Let us do a thought experiment to see that the centripetal case is actually more difficult. To do this, we have to imagine a situation where we eliminate the torque upon the body for balancing. Perhaps the easiest example would be to imagine yourself hanging over a cliff holding onto a person that is about to fall off. If you just want to hold them at arms length, it is much easier to do so when they are not swinging. As soon as they start swinging (going into rotational motion) they become much harder to hold onto, especially at the low point of the swing. this type of situation would make the torques required to balance your body come from the forces that the environment (i.e. the ground and your own weight) places upon you instead of forces your body would have to provide (your legs and shoes providing friction as well as lots of other muscles counterbalancing each other).

As you swing the hammer in a circle, then the rotating system (the hammer plus your arm) pick up angular momentum, which is a conserved quantity.
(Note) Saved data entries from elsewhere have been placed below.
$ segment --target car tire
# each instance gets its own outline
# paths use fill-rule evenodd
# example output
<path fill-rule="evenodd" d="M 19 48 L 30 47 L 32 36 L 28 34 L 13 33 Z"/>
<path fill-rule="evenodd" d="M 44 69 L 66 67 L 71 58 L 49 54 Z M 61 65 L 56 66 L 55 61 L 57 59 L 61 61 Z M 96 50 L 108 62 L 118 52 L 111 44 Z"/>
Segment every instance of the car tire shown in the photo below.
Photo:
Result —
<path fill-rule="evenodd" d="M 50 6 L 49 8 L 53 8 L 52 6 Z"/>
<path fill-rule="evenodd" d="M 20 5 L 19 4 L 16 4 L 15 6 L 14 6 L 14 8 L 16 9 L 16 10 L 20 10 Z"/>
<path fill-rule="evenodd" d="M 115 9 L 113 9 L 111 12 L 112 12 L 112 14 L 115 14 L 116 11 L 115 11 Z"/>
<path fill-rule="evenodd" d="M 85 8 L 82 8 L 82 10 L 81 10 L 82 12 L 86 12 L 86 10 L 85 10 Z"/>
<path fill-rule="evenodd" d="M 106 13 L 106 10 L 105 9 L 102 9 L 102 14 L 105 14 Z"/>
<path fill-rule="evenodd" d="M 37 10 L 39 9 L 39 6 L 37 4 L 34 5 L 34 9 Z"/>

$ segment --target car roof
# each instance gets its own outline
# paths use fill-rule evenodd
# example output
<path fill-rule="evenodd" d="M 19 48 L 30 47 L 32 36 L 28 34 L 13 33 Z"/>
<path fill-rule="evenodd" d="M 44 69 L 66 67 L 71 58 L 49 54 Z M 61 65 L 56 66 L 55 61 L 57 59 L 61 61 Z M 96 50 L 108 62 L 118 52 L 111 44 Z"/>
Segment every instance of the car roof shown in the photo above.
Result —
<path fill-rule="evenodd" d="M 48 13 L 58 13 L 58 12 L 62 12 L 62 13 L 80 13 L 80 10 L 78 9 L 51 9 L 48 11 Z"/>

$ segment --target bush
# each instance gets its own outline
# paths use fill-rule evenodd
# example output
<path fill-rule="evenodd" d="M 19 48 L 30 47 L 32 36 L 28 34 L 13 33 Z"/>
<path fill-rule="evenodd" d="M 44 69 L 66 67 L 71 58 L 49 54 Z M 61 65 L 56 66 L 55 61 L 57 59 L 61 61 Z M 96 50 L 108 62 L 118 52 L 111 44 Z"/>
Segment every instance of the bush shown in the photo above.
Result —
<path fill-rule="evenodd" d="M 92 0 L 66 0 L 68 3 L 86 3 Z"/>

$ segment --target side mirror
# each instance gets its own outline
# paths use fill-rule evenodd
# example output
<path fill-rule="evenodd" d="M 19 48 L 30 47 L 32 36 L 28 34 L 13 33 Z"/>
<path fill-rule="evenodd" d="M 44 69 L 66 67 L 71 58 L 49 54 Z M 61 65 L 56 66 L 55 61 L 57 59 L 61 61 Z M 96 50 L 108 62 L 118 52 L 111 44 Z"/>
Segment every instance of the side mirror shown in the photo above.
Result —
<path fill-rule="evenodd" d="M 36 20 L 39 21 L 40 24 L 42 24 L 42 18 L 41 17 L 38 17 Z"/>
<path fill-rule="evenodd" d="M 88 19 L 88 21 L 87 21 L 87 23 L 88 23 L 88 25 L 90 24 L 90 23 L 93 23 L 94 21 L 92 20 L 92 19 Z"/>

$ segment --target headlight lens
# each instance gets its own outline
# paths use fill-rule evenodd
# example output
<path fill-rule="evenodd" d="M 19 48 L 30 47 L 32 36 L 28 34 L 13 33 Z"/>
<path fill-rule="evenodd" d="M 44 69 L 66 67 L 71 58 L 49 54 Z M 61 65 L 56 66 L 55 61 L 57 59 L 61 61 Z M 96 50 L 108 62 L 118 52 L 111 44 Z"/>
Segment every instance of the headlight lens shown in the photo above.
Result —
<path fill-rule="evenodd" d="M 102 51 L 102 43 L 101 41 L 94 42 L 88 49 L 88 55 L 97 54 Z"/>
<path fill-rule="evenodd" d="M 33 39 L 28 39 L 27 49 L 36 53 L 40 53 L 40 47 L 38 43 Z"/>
As long as the system holds together (i.e. you maintain your grip on the hammer), the angular inertia will act to prevent the hammer from slowing down, including actively resisting the force of gravity on the upswing. Of course, when you release the hammer, it flies off at a tangent. Still, the hammer's mass is the same, and the force with which the hammer is accelerating downward when it is on the downswing is greater than its weight at rest.

Do you think this might explain your airplane experiment?

You correctly point out that when the plane is flying in circular motion, there is an additional force required to keep the plane at a fixed radius. This force is always perpendicular to the instantaneous direction of motion of the plane. As you spin the plane faster and faster, the force required to keep it at this fixed distance will increase, which of course is why you observed the spring scale to increase. I wouldn't necessarily think of this as due to the plane 'weighting more', instead, this is fundamentally due to Newton's 1st Law. This law states that an object will continue traveling along a straight line unless acted on by an unbalanced force. Essentially, the plane wants to travel in a straight line, and as soon as you let go of the string, it will. The reason I think it feels lighter when you throw it, or just let go of the string, is because you are not supplying the additional centripetal force required to keep it in circular motion.